Kaarst: Schwarze Sheriffs für Kaarst

Kaarst: Schwarze Sheriffs für Kaarst

CDU und FDP haben sich auf den Einsatz privater Sicherheitskräfte in der Kaarster Innenstadt geeinigt. Für 10 000 Euro sollen sie zunächst ein halbes Jahr lang in Stadtpark und Umgebung auf Streife sein.

Von Mai bis September werden private Sicherheitskräfte in der Kaarster Innenstadt patrouillieren. Darauf haben sich die Fraktionen von CDU und FDP, die die Mehrheit im Rat stellen, verständigt. Donnerstag Abend wollen sie den Test-Einsatz der "Schwarzen Sheriffs", wie die Opposition die privaten Sicherheitsleute nennt, im Hauptausschuss beschließen. Kostenpunkt: 10 000 Euro.
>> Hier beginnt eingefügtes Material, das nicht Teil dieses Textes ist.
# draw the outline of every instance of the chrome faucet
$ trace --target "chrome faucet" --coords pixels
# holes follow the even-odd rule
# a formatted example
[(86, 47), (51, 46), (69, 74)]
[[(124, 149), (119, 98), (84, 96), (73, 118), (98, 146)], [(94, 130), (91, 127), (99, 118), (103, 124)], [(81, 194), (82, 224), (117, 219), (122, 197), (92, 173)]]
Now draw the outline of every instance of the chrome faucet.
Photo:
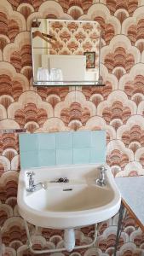
[(35, 184), (34, 178), (33, 178), (33, 175), (35, 175), (35, 173), (31, 171), (27, 172), (26, 174), (29, 177), (29, 181), (28, 181), (29, 187), (26, 189), (26, 191), (33, 192), (42, 188), (44, 188), (44, 184), (43, 184), (42, 183), (38, 183)]
[(106, 186), (105, 172), (107, 171), (107, 169), (105, 166), (101, 166), (99, 169), (100, 177), (96, 179), (96, 184), (101, 187)]

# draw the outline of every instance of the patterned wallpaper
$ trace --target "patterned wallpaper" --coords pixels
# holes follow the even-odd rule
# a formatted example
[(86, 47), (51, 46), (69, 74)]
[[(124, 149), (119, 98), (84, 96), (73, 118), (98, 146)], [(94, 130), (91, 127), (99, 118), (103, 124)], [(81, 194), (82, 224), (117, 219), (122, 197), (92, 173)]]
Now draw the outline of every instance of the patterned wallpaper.
[[(0, 1), (0, 224), (5, 256), (32, 255), (19, 216), (18, 133), (106, 129), (114, 176), (144, 174), (144, 1)], [(97, 20), (106, 86), (33, 87), (30, 30), (36, 17)], [(140, 191), (141, 193), (141, 191)], [(50, 255), (112, 255), (118, 214), (99, 224), (98, 249)], [(61, 247), (60, 230), (31, 226), (36, 248)], [(76, 231), (89, 242), (94, 227)], [(144, 235), (128, 216), (118, 256), (142, 255)]]

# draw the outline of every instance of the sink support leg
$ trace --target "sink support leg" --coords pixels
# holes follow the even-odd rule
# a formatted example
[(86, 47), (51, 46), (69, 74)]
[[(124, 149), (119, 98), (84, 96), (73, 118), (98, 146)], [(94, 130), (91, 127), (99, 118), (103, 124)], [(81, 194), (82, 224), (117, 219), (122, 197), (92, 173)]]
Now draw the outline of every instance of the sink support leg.
[[(32, 249), (32, 242), (31, 241), (31, 236), (30, 236), (30, 232), (29, 232), (29, 228), (28, 228), (28, 224), (26, 219), (24, 219), (24, 224), (25, 224), (25, 228), (26, 228), (26, 236), (27, 236), (27, 240), (28, 240), (28, 247), (30, 249), (30, 251), (35, 254), (41, 254), (41, 253), (60, 253), (60, 252), (63, 252), (63, 251), (66, 251), (67, 248), (63, 247), (63, 248), (58, 248), (58, 249), (44, 249), (44, 250), (34, 250)], [(73, 230), (74, 231), (74, 230)], [(97, 224), (95, 224), (95, 237), (94, 240), (91, 243), (89, 244), (86, 244), (86, 245), (83, 245), (83, 246), (76, 246), (74, 247), (72, 249), (84, 249), (84, 248), (88, 248), (89, 247), (93, 247), (97, 239)]]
Elf schwere oder gefährliche Körperverletzungen hat die Polizei im Jahr 2009 auf öffentlichen Plätzen und Wegen in der Kaarster Innenstadt gezählt. Relativ wenige, wie die Polizei findet. "Die Zahl ist im Vergleich zu anderen Städten im Rhein-Kreis Neuss unauffällig", sagt Polizei-Sprecher Hans-Willi Arnold. Tatsächlich geht es CDU und FDP, besonders den Liberalen, nicht nur um die Verbesserung der objektiven Sicherheit, sondern auch um die des "subjektiven Sicherheitsbefindens". Viele ältere Bürger fühlen sich eben nicht mehr sicher, wenn sie abends durch den Stadtpark laufen. Der Sicherheitsdienst soll das Gefühl der Sicherheit in der Innenstadt erhöhen, zunächst in einer Testphase über den Sommer. An drei Tagen in der Woche, jeweils vier Stunden lang.

Hanno Wilsch, stellvertretender Fraktionsvorsitzender der FDP, verweist auf das vergangene Jahr, in dem es eine Reihe an Körperverletzungen in Kaarst gegeben habe. "Wir müssen zeigen, dass wir etwas tun, und die Menschen beruhigen", sagt der Politiker. Besonders Jugendliche sollten durch die Präsenz der Sicherheitskräfte abgeschreckt werden. Aus dem vergangenen Sommer stammt der FDP-Antrag, der jetzt auf eine Testphase von einem halben Jahr reduziert wurde, und den die CDU nun mitträgt.

Lars Christoph, stellvertretender Fraktionsvorsitzender der CDU erklärt: "Das ist bewusst als Test angelegt, danach bekommen wir einen Bericht der Firma, des Ordnungsamts und der Polizei und können entscheiden, ob das Projekt weitergeführt wird." In der Präventionsarbeit sei Kaarst sehr weit, sagt Christoph, etwa mit Sozialarbeitern an weiterführenden Schulen. Man sollte diese Sicherheitsmaßnahme nicht gegen die Prävention ausspielen. "Man kann das eine tun, ohne das andere zu lassen."

Hanno Wilsch gesteht ein, dass die Auswertung der Ergebnisse nicht einfach werde. "Man kann nicht einfach Kästchen abhaken und so klären, ob es gut gelaufen ist", sagt der FDP-Politiker. Ein großer Erfolg sei es, wenn nichts passiere.